Wanneer we bereid zijn bestaande paradigma’s overboord te zetten, kan Nederland voorop lopen met technieken voor softwareontwikkeling, meent Rob Ronda.
In twee artikelen (Computable, 13 september) wordt gesteld dat de kennis ten aanzien van software-ontwikkelmethodieken in Nederland achterop raakt. Dat spreekt mij zeer aan, omdat ik ervan overtuigd ben dat dergelijke kennis wel degelijk in Nederland aanwezig is. Helaas wordt deze niet gehoord. In de gestage groei van programmeerparadigma’s en ontwikkeltools valt het mij steeds weer op dat de paradigma’s in een sterk technische context staan. Ze zijn georiënteerd op architectuur en de ondersteuning van de activiteiten van programmeurs. Wanneer een essentieel ander perspectief wordt gekozen, ontstaat een uitstekende basis voor de ontwikkeling van een paradigma, hetgeen een wezenlijke vooruitgang kan betekenen. Zo is het mogelijk om de voorgestelde voorsprong wel degelijk te realiseren.
Het kiezen van een fundamenteel ander uitgangspunt stelt de gevestigde ideeën in het vakgebied echter bloot aan een kritische toets. Hoge huisjes als bijvoorbeeld objectgeoriënteerd denken zullen van hun voetstuk vallen. Dat vormt voor een groot aantal actieve it’ers een bedreiging, zodat zulke ‘andere’ ideeën geen voet aan de grond kunnen krijgen.

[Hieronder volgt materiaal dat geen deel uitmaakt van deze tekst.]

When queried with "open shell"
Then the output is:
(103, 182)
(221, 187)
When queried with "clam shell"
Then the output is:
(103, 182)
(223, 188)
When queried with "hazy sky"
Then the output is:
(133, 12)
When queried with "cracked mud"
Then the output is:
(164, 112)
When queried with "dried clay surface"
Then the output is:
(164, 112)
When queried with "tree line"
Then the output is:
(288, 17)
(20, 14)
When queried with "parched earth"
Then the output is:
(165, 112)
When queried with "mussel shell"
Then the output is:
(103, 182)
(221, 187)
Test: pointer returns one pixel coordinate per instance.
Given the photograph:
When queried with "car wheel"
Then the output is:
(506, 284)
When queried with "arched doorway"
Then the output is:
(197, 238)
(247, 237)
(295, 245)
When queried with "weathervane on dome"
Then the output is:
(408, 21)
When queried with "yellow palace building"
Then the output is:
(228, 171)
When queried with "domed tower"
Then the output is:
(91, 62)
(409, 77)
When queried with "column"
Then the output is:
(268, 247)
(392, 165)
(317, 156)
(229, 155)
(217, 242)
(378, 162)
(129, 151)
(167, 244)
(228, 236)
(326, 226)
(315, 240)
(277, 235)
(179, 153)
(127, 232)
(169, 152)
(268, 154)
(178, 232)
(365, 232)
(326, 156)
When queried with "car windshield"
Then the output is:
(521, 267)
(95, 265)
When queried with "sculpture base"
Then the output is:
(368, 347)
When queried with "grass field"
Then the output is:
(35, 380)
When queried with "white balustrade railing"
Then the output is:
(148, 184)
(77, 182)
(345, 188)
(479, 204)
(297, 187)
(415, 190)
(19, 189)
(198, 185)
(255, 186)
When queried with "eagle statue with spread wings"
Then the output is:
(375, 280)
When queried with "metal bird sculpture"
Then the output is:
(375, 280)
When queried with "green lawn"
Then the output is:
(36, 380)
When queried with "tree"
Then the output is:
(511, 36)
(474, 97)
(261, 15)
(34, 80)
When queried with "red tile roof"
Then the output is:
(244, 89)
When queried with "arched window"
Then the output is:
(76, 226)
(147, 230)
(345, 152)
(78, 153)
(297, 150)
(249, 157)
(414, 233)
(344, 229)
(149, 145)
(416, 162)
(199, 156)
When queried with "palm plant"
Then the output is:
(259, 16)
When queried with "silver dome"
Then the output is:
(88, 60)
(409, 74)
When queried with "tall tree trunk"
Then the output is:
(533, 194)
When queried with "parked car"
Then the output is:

Wanneer men bereid is zo’n fundamentele discussie aan te gaan, zal blijken dat Nederland wellicht voorop komt te staan met technieken voor de ontwikkeling van software. Als je in het vakgebied een wezenlijke stap wilt zetten, moet je iets anders doen dan wat iedereen al doet. En iedereen programmeert programma’s. In het westen kunnen wij niet meer concurreren tegen de gedrevenheid van de tweede-wereldlanden. Dat betekent dat je dus een fundamenteel andere aanpak moet kiezen. Denk maar eens na over de keuze om in plaats van een programma te ontwikkelen een generator voor dat programma te maken. Wanneer je dat tot je laat doordringen, ontstaat van zelf een beeld van een mogelijk fundamenteel nieuw paradigma. Hierin blijken veel van de grondvesten van het huidige vakgebied niet meer relevant te zijn, en er ontstaat er een zeer sterke concurrentiepositie ten opzichte van de traditionele wijze van het ontwikkelen van programma’s. Binnen mijn bedrijf zijn we al heel ver gevorderd om op deze manier bijvoorbeeld informatiesystemen te realiseren. Wij zijn inmiddels op het punt aangekomen dat de techniek productierijp is.